Así las cosas, el pequeño trotón, Nelsito y yo, entramos en un círculo vicioso de perseguidor y perseguidos, girando en carrusel alrededor del jardín. Finalmente, Nelsito logró aventajarnos los metros suficientes como para que la abuela, enterada de todo, presta le abriera la puerta rescatándolo de este modo. No obstante, a mí me costó unos cuantos giros más al ruedo con la bestia resoplándome sus barbas al cuello, hasta que milagrosamente la alargada mano salvadora de la abuela me sustrajo por la camisa, arrebatándome de aquella improvisada faena infantil.
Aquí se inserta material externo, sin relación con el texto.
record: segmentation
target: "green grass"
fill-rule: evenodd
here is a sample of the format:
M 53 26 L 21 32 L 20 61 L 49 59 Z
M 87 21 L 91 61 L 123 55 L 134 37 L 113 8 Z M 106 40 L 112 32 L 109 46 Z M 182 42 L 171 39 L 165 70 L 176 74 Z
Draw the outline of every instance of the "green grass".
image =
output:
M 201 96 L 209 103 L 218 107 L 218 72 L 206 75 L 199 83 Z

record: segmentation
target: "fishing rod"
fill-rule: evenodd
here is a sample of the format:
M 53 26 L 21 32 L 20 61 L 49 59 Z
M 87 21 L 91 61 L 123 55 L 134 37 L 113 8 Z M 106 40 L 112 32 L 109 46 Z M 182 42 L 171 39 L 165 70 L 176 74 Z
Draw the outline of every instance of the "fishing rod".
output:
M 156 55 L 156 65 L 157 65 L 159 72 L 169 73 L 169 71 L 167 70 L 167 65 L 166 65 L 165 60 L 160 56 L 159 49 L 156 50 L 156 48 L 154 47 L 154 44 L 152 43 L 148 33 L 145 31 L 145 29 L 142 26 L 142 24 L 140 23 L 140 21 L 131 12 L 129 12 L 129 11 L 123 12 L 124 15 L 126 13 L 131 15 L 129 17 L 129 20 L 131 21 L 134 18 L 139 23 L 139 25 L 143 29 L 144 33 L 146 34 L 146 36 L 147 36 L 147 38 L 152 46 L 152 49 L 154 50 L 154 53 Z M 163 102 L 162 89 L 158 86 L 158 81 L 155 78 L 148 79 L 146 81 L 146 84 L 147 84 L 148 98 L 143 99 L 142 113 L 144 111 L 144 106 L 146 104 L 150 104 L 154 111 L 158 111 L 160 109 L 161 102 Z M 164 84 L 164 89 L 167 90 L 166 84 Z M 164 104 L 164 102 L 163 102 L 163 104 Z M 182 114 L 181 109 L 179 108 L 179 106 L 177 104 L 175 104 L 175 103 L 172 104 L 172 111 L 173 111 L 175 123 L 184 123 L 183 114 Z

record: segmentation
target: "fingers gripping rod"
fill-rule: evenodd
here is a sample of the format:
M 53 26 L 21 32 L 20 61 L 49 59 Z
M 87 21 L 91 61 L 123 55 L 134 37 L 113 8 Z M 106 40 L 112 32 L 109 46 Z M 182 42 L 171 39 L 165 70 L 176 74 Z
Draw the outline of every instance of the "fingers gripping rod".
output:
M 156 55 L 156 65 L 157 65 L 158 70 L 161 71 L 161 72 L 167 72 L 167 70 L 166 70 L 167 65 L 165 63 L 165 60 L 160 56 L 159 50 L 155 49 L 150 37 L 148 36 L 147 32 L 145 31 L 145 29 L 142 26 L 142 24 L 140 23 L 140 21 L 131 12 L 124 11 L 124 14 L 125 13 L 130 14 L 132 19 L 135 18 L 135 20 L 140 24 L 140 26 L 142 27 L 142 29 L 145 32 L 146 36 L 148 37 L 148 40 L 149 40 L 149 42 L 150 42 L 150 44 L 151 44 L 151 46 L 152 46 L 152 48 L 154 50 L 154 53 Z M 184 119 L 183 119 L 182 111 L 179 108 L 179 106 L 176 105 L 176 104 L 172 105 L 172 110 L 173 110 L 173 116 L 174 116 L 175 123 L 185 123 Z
Sin pérdida de tiempo, corrí a refugiarme debajo del comedor, donde ya me esperaba a salvo Nelsito. Alzado sobre sus dos patas traseras aquel enorme ejemplar, ofuscado, continuaba dándole cachazos a la puerta, causando abolladuras en el metal con su gran cornamenta retorcida; desafiándonos como un rival enceguecido. Desde nuestro escondite, gritábamos: “Abuela, por Dios, no le abra a ese caballito enojón”. Después de eternos minutos y varias estocadas de la abuela torera, propinadas certeramente desde la barrera de la ventana sobre el lomo fiero del animal, éste por fin desistió de su obsesivo empeño por nosotros. Así, muy asustados y temblando bajo el mantel, terminamos Nelsito y yo, renunciando a la idea de atrapar al rampante pony, con ojos de chivo ahorcado.